Der Trainer wollte etwas ändern auf der Position, Jura hat einen Topjob gemacht, wir haben die Spiele gewonnen – da haben mir die Argumente gefehlt.
Tom Rothe über seine Zeit auf der Bank
Vor dem 0:1 ließ Rothe Gegenspieler Weiser 20 Meter unbedrängt laufen, Bald-Unioner Oliver Burke ging mit Tempo zur Grundlinie und spielte flach zurück auf den Elfmeterpunkt. Marvin Ducksch traf den Pfosten und Jens Stage staubte ab. Mit diesem Muster spielte sich Bremen in der ersten halben Stunde mehrfach in den Berliner Strafraum.
Es ist kein Zufall, dass sich Union nach der schwierigen Zeit zu Beginn des Jahres ohne Rothe stabilisiert hatte. Damit Unions Fußball funktioniert, muss die Balance stimmen. Das war bereits in der vergangenen Saison eines der größten Probleme. Damals war Robin Gosens als linker Schienenspieler an vielen Toren beteiligt, die Statik der Mannschaft war aber nicht in der Lage, seinen Offensivdrang aufzufangen. Ähnlich ist es manchmal bei Rothe.
Nach dem Trainerwechsel ging es für ihn gleich schlecht los. Im ersten Spiel unter Steffen Baumgart sah er in Heidenheim für eine Notbremse nach einem kapitalen technischen Fehler die Rote Karte. Als in diesem Februar und März bei Union wenig lief, der Druck größer wurde und das 0:1 gegen Holstein Kiel die Abstiegsgefahr immer greifbarer machte, setzte der neue Trainer deshalb auf Routine.
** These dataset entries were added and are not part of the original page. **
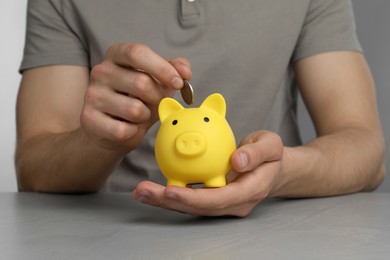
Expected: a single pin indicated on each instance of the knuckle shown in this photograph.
(121, 131)
(136, 110)
(135, 51)
(100, 71)
(141, 82)
(91, 95)
(165, 71)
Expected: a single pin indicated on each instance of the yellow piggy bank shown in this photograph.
(194, 145)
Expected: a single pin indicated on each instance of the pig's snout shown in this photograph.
(191, 144)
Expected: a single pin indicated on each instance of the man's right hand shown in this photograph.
(124, 92)
(117, 102)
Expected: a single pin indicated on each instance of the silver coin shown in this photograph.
(187, 93)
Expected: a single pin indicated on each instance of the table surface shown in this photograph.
(113, 226)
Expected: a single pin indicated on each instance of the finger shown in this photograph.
(127, 108)
(141, 57)
(256, 149)
(105, 128)
(134, 83)
(183, 66)
(232, 200)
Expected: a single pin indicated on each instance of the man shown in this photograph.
(93, 75)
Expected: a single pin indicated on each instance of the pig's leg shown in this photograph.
(172, 182)
(218, 181)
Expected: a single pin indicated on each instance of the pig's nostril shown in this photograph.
(191, 144)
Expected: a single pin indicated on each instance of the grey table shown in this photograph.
(113, 226)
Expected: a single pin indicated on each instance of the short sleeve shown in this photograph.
(49, 39)
(329, 26)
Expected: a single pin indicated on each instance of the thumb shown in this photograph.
(255, 149)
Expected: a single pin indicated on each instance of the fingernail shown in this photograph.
(144, 196)
(177, 82)
(243, 160)
(143, 199)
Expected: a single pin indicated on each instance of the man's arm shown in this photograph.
(348, 155)
(53, 152)
(73, 126)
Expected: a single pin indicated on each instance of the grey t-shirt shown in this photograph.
(242, 49)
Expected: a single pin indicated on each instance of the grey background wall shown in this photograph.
(373, 26)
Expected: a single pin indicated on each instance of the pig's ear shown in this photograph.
(215, 102)
(168, 106)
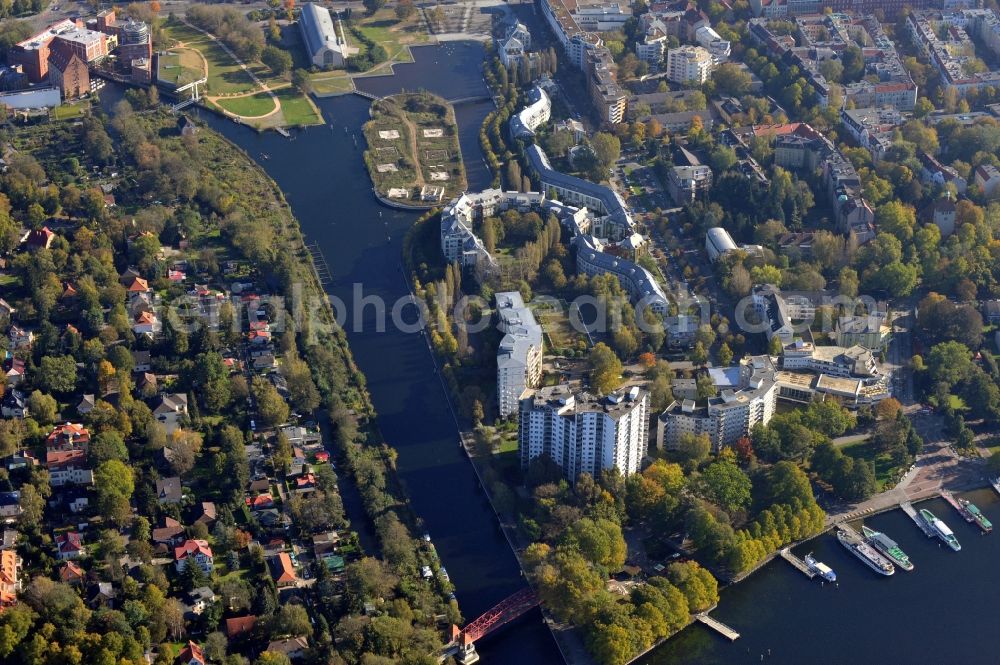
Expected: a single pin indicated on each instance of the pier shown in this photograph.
(912, 512)
(717, 625)
(797, 563)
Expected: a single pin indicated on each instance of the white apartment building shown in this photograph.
(718, 242)
(583, 433)
(689, 64)
(831, 360)
(532, 116)
(519, 356)
(747, 395)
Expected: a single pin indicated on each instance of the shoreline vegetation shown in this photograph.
(347, 405)
(413, 154)
(221, 219)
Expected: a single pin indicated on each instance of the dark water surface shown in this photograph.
(322, 173)
(942, 613)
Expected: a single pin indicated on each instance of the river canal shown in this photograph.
(784, 618)
(322, 173)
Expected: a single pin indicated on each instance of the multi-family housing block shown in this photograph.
(585, 433)
(519, 356)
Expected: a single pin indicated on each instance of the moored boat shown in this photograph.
(977, 515)
(941, 529)
(866, 553)
(820, 568)
(888, 547)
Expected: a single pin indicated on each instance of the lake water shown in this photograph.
(322, 174)
(940, 613)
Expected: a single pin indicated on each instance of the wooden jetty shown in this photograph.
(797, 563)
(915, 516)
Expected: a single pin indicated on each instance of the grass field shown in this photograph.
(325, 84)
(69, 111)
(249, 107)
(180, 66)
(297, 109)
(885, 472)
(224, 75)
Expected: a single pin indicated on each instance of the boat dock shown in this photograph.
(953, 502)
(797, 563)
(851, 534)
(912, 512)
(717, 625)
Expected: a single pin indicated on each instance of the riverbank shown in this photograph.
(413, 151)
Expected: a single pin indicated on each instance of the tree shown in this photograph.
(600, 541)
(43, 408)
(108, 445)
(405, 9)
(278, 60)
(606, 369)
(114, 483)
(725, 355)
(290, 621)
(607, 149)
(696, 583)
(693, 449)
(726, 485)
(732, 80)
(57, 374)
(271, 406)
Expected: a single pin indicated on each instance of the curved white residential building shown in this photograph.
(532, 116)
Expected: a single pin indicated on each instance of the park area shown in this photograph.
(413, 154)
(384, 29)
(273, 102)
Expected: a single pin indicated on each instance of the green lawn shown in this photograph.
(224, 75)
(67, 111)
(885, 472)
(297, 109)
(326, 84)
(251, 106)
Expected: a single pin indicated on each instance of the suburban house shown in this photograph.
(69, 545)
(170, 534)
(10, 504)
(70, 573)
(13, 369)
(9, 584)
(194, 550)
(69, 436)
(168, 490)
(169, 410)
(14, 404)
(282, 570)
(191, 655)
(293, 647)
(240, 625)
(68, 467)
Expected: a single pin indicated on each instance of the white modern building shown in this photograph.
(639, 283)
(532, 116)
(583, 433)
(519, 357)
(513, 44)
(325, 44)
(746, 395)
(689, 64)
(718, 242)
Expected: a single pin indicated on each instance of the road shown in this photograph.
(937, 468)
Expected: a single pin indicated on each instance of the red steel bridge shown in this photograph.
(462, 639)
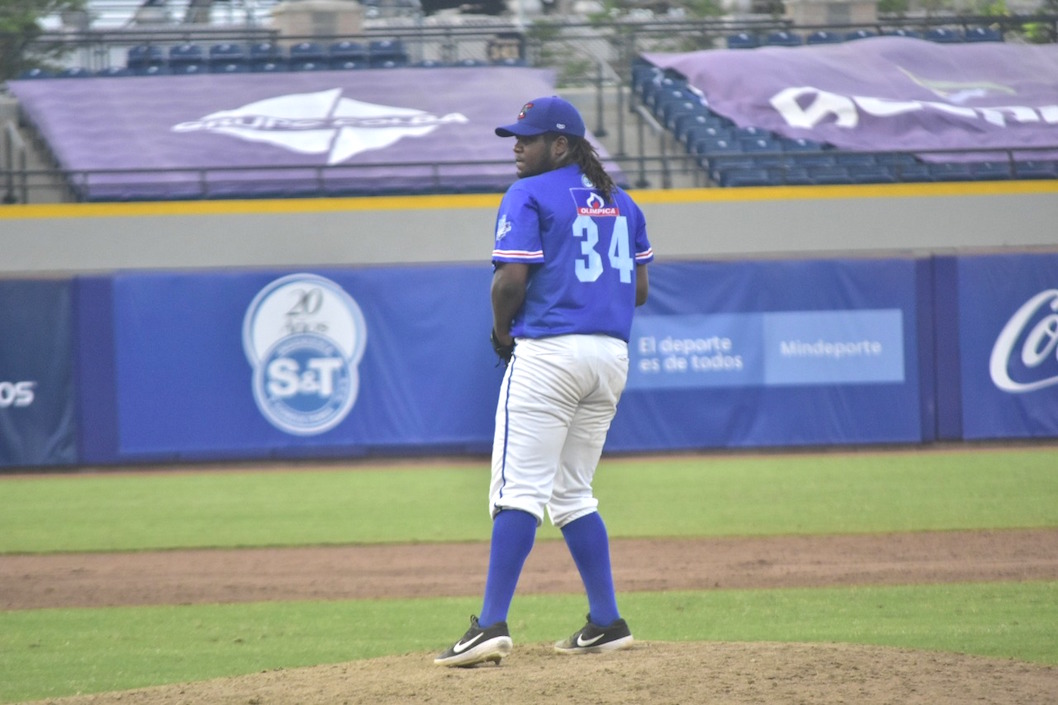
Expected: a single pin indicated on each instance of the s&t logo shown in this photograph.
(304, 337)
(16, 394)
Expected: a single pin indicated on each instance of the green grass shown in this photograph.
(770, 494)
(50, 653)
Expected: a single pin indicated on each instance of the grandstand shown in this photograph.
(659, 127)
Christopher Trimmel kehrte auf die rechte Schiene zurück, Josip Juranovic wurde als Rechtsfuß auf die linke Seite versetzt. „Der Trainer wollte etwas ändern auf der Position, Jura hat einen Topjob gemacht, wir haben die Spiele gewonnen – da haben mir die Argumente gefehlt“, sagt Rothe rückblickend. Seit Anfang März hat Union kein Spiel mehr verloren.
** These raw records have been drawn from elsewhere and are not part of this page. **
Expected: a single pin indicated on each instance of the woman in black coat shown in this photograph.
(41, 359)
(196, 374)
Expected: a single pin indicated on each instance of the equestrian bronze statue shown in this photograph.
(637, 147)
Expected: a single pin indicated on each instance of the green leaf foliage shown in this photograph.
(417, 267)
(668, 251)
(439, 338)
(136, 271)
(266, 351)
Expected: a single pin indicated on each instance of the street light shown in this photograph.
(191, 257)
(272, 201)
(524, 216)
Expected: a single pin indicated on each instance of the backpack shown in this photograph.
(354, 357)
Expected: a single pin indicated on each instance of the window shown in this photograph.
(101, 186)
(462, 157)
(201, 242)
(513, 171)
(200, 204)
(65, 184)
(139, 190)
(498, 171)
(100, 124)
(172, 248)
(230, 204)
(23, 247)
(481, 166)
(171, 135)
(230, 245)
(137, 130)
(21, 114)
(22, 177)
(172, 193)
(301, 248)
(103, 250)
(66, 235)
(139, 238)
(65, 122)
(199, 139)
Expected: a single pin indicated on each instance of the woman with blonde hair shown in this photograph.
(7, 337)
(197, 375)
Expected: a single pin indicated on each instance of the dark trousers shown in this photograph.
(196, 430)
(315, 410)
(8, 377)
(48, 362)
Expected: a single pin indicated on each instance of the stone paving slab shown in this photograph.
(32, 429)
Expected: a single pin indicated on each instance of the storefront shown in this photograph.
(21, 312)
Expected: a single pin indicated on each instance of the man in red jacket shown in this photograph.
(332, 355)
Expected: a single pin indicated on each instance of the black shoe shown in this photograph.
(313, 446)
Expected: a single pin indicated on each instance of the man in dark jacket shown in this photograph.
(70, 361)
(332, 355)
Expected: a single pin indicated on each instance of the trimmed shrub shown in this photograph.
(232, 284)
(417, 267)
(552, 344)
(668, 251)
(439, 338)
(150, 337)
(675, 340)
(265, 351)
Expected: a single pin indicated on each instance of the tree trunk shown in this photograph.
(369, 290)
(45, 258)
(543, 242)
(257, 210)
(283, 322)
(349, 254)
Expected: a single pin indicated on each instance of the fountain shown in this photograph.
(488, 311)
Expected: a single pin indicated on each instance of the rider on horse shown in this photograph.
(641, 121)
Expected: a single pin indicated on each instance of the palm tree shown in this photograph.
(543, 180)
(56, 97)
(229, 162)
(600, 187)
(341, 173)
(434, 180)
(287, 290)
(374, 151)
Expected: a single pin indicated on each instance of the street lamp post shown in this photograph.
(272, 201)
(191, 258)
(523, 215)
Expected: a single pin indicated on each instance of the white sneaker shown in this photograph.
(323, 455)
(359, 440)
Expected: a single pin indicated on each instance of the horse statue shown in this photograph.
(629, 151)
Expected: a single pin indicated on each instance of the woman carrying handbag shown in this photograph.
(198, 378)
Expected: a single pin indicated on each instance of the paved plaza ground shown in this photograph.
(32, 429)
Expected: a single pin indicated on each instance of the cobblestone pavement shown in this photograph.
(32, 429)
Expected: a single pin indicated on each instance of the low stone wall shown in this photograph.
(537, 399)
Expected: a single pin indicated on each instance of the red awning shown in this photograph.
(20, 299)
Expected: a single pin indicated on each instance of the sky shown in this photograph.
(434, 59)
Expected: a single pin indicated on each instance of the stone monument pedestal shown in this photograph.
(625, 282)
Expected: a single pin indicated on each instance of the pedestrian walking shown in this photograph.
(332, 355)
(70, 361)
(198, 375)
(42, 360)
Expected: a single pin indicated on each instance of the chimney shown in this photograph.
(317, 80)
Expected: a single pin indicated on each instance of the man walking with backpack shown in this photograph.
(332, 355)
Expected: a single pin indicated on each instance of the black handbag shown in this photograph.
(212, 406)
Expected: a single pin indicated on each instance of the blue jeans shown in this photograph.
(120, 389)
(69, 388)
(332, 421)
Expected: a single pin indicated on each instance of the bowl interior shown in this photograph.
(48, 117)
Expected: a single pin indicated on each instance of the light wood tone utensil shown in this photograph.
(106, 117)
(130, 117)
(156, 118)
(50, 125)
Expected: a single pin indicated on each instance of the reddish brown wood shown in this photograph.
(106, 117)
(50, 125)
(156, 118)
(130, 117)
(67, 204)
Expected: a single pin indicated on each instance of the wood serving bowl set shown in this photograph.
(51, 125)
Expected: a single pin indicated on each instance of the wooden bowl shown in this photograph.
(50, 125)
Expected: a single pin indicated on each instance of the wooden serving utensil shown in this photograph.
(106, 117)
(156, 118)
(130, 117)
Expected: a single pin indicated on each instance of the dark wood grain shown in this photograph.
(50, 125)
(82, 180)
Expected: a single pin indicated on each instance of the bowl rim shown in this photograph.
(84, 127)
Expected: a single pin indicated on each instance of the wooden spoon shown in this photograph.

Für die deutsche U-21-Nationalmannschaft, für die er zuvor bereits zwei Spiele absolviert hatte, wurde er im Frühjahr nicht nominiert, dafür sammelte er bei der U 20 Spielpraxis – und als sich Juranovic Mitte April an der Wade verletzte, rutschte Rothe auch bei Union wieder in die Startelf. „Ich habe im Training jeden Tag Gas gegeben und es freut mich, dass ich die letzten drei Spiele wieder spielen konnte“, sagte Rothe. „Ich habe mir keine großen Gedanken gemacht. Im Fußball ist es manchmal so, dass man sich hinten anstellen muss.“
Das Wort „Demut“ benutzt er gleich zweimal am Samstag, nach einem Auftritt mit einem Tor und einer Vorlage. Man muss sich offenbar keine Sorgen machen, dass Tom Rothe abhebt. Dagegen hilft es wahrscheinlich auch, wenn ihm auf dem Rasen immer mal wieder demonstriert wird, dass er gerade defensiv noch viel lernen muss.